G-Actin : F-Actin 分析试剂盒

Product Uses Include

• To study the effects of pharmaceutical compounds on the ratio of G-actin to F-actin.
• To study the effects of mutated cell lines versus their parent cell line for the change in ratio of G-actin to F-actin.
• To study the effects of physical alterations of environment on the ratio of G-actin to F-actin.
  

Introduction
The most reproducible and accurate method of determining the amount of filamentous actin (F-actin) content versus free globular-actin (G-actin) content in a cell population is to use Western blot quantitation of F-actin and G-actin cellular fractions (1-4). The general approach is to homogenize cells in F-actin stabilization buffer, followed by centrifugation to separate the F-actin from G-actin pool. The fractions are then separated by SDS-PAGE and actin is quantitated by Western blot. The final result gives the most accurate method of determining the ratio of F-actin incorporated into the cytoskeleton versus the G-actin found in the cytosol. This kit contains all the reagents needed to perform this assay.

Kit contents
The kit contains sufficient materials for 30-100 assays depending assay setup and includes reagents for positive and negative controls. The following components are included:

1. Lysis and F-actin stabilization buffer
2. ATP (Cat. # BSA04)
3. Protease inhibitor cocktail (Cat. # PIC02)
4. F-actin enhancing control solution
5. F-actin depolymerization control solution
6. Control G-actin Standard (Cat. # AKL99)
7. Actin polyclonal antibody (Cat. # AAN01)
8. SDS sample buffer (5 x)
9. DMSO
10. Manual with detailed protocols and extensive troubleshooting guide
    

Equipment needed

1. Centrifuge capable of temperature controlled operation at 100,000 x g with volumes of 100 µl to 2 ml depending on the cell lysis volume
2. SDS-PAGE minigel system and western blotting transfer apparatus
   

Example results
Changes in the amount of G-actin and F-actin were investigated in Swiss 3T3 cells treated with the actin polymerizing drug jasplakinolide, using the G-actin/F-actin in vivo assay kit. In untreated Swiss 3T3 cells, 80% of actin is soluble G-actin, and is found within the supernatant fraction, 20% of actin is filamentous F-actin and is found in the pellet fraction. In Swiss 3T3 cells treated with jasplakinolide, 80% of actin is reorganized into F-actin and is found in the pellet fraction (Fig. 1).

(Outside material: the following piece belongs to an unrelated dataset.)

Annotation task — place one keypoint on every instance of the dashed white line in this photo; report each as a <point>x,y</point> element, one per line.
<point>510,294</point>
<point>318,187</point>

	Figure 1. Reorganization of actin in Swiss 3T3 cells after treatment with jasplakinolide. Swiss 3T3 cells were treated with jasplakinolide (Jaspl) or left untreated (Untr) and the G-actin (G) and F-actin (F) content was assayed using BK037. Treatment with jasplakinolide resulted in a potent accumulation of F-actin.

References

1. Yassin, R., Shefcyk, J., White, J. R., Tao, W., Volpi, M., Molski, T. F. P., Naccache, P. H., Feinstein, M. B. and Sha’Afi, R. I. (1985). Effects of chemotactic factors and other agents on the amounts of actin and a 65,000-mol-wt protein associated with the cytoskeleton of rabbit and human neutrophils. J. Cell Biol. 101, 182-188.
2. White, J. R., Naccache, P. H., and Sha’Afi, R. I. (1983). Stimulation of chemotactic factor of actin association with the cytoskeleton in rabbit neutrophils. Effects of calcium and cytochalasin B. J. Biol. Chem. 258, 14041-14047.
3. Hartwig, J. H. (1992). An ultrastructural approach to understanding the cytoskeleton. In The Cytoskeleton, A practical approach, Ed. K. L. Carraway and C. A. C. Carraway, Oxford University Press.
4. Rao, K. M. K., Betschart, J. M. and Virji, M. A. (1985). Hormone induced actin polymerization in rat hepatoma cells and human leucocytes. Biochem. J. 230, 709-714.